The role of banks in the future of money

This is a repost of a comment I posted in response to @venessamiemis post.

The money we use is Government money or levered Government money (bank credit). Government money is backed by legitimate force. The question is: what do this money become when force becomes not only illegitimate, but ineffective?

I think that we may have or be closed to have reached the limit in using legitimate force (Government) to back our money.

There are several reasons for this evolution: dwindling returns on the use of force in driving the success of large organizations, gridlocked political processes, environmental limits, difficulty to monetize the growing immaterial economy, and many more.

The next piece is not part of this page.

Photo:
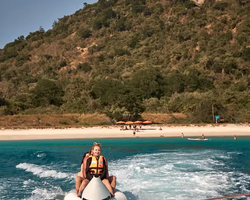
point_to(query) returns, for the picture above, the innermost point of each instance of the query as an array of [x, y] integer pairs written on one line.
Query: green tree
[[46, 93]]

If so, the current monetary system used is likely to continue to deflate, as debts are paid or defaulted on, with regular bursts of inflation by fiscal/monetary authorities but with decreasing marginal returns.

The good news is: we are bound to continue to grow, to pursue Happiness, and we will need systems to continue our growth. But more likely around “soft power” systems, where reputation plays an increasing role.

In other words, the future of money is less money and more not so random of kindness. In other words, we can deflate in monetary terms, but inflate in terms of social currency.

There is a lot for bankers to do here. Banks are not going to go away. As trusted intermediaries, they will likely play an increasing role in providing us with convenient, actionable and reliable access to data about other people and organizations, not just the money we owe or are owed.

This evolution will take time. Money is here to stay, but over time, it may decrease in relative importance to social currency. It’s time for banks – big and small – to leverage their assets and position themselves in this space.